Jimin caricò la lavatrice, borbottò tra sé e sé: «Meno male che sono venuto oggi.» e prese il telefono dalla tasca dei pantaloni, sedendosi sulla tavoletta del water abbassata, riempiendosi del rumore cadenzato dell'elettrodomestico. Il ragazzo cercò un numero tra le chiamate ricevute e pigiò il tasto sull'ultimo segnato nella lista, portò il telefono all'orecchio e aspettò.

«Hola Jimin!» esclamò la voce di un uomo con accento spagnolo dall'altro capo della cornetta.

Jimin sorrise forzatamente, ma quando si ricordò che nessuno lo stava guardando smise di farlo, tornando serio, obbligandosi però ad usare un tono allegro: «Ehi Thiago, tutto okay lì a Madrid?»

«Muy bien mi amigo!
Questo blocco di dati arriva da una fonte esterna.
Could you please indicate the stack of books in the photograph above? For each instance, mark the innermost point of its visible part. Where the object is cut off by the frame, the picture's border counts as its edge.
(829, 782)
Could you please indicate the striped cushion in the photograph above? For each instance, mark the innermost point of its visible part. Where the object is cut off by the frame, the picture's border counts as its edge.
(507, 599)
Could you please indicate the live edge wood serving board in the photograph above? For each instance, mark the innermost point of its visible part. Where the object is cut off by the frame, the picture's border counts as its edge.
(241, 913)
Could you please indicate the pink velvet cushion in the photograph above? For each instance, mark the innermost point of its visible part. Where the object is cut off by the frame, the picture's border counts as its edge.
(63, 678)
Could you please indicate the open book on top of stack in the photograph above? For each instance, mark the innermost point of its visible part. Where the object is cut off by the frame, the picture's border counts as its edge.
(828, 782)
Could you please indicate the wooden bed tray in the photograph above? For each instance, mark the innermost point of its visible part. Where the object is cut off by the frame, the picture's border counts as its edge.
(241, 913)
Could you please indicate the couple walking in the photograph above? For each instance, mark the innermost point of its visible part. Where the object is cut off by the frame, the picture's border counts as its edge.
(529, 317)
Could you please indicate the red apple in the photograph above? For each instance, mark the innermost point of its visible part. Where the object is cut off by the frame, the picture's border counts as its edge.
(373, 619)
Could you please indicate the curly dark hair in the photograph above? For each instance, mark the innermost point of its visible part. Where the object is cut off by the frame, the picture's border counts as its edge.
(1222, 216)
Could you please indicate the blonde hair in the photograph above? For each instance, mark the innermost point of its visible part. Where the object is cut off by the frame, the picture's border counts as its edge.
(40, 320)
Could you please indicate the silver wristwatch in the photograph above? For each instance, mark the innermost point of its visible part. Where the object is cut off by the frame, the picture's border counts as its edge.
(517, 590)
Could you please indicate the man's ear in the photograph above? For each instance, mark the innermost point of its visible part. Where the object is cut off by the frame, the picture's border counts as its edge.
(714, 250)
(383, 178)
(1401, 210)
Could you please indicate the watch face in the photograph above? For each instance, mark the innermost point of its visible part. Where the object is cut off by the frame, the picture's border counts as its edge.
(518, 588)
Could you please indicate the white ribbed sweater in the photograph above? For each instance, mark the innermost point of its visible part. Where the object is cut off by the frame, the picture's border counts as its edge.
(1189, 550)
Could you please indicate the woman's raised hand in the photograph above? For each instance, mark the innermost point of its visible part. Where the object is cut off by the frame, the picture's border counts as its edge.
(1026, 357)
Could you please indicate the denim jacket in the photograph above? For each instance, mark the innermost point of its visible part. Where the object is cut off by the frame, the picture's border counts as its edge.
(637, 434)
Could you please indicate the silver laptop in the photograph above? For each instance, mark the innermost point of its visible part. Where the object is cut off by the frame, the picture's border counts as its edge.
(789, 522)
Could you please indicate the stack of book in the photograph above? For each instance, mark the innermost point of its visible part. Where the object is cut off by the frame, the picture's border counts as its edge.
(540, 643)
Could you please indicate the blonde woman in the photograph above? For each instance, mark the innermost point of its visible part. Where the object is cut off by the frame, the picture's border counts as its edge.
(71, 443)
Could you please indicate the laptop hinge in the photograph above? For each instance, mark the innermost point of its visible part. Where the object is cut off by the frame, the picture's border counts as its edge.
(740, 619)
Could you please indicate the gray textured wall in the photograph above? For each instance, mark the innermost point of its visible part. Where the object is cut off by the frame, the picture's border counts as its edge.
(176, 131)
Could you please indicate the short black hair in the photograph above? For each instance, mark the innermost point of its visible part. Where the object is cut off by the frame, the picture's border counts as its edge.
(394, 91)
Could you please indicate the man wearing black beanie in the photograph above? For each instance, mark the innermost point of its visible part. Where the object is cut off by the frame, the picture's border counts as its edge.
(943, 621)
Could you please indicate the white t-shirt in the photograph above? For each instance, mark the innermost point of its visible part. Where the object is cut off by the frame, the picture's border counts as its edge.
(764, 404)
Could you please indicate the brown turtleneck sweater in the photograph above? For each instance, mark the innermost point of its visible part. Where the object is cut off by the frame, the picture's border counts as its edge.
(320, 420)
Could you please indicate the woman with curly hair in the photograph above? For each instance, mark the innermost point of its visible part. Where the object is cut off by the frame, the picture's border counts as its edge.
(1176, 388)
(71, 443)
Ieri ci siamo divertiti, dovevi esserci!» il moro sentì la punta di dispiacere nelle sue parole «Perché non sei partito prima?»

Un sospiro fu la prima risposta a quella domanda, susseguito subito dalla sua voce stanca: «Lo sai, dovevo finire delle faccende...»

«Faremo altre serate! Il tuo amico ci dà dentro?» chiese ridendo. Jimin non rise perché non era la situazione adatta e perché Thiago non sapeva la verità, non sapeva di chi stesse parlando e non aveva idea di ciò che in realtà stava accadendo.

«Senti, a proposito del mio amico...» si morse il labbro inferiore, sentì il cuore battere più forte «P-pensi sia un problema se rimanesse non solo per un paio di mesi, ma per tutto l'anno d'affitto?»

«Devo chiederlo a Lupe, ma non penso ci saranno problemi.» una pausa silenziosa, che entrambi stavano prendendo in modo differente «Avete deciso di fare le cose sul serio?» la risatina che seguì quella domanda sembrò spezzare in due Jimin.

«Già, beh, forse.» si sbrigò, mentendo spudoratamente «Magari, anzi, n-non dire mai che avevamo programmato solo per due mesi, anzi non dire proprio nulla sul fatto che ti avevo già parlato di lui».

Le richieste di bugie, le chiacchiere, i racconti si susseguirono senza che Jimin volesse davvero. Il ragazzo rimaneva seduto sul water di quel freddo bagno, spoglio, mentre il ruotare della lavatrice sembrava calmarlo. Salutò, dopo qualche minuto, ma non si sollevò: rimase seduto, portò le ginocchia al petto e poggiò i piedi sulla tavoletta.

Jimin rimase immobile, le gambe abbracciate e la fronte bassa, provando a non pensare a nulla, semplicemente ascoltando quel rumore che continuava e continuava, sempre uguale, come se gli assicurasse che nulla sarebbe cambiato, che aveva tempo.

Ma tempo non ne aveva e quando se ne rese conto si alzò velocemente e si diresse nella sua stanza: cominciò a tirar fuori le cose dai suoi cassetti e dagli armadi, poggiando i propri vestiti sul letto, attento a non rovinarli, a lasciarli piegati. Tirò fuori due valigie, di quelle grandi e rigide, e cominciò a riempirle. Fece tutto il necessario, così come aveva deciso ormai da tempo, e quando chiuse la prima valigia sentì una morsa alla bocca dello stomaco. Quasi non si accorse delle lacrime che gli colavano lungo le guance mentre stendeva i panni bagnati, quasi non si rese conto di quanto stava passando in fretta il tempo se non fosse stato per la chiamata di Yoongi. Saluti veloci, freddi, poi una domanda: «Dove sei? Sono in hotel».

«Sono passato da casa per controllarla, sai, è tanto che non torno.» bugie.

Bugie, bugie e altre bugie. «Sì, sono lì tra un'ora».

«Va bene, non farmi aspettare troppo».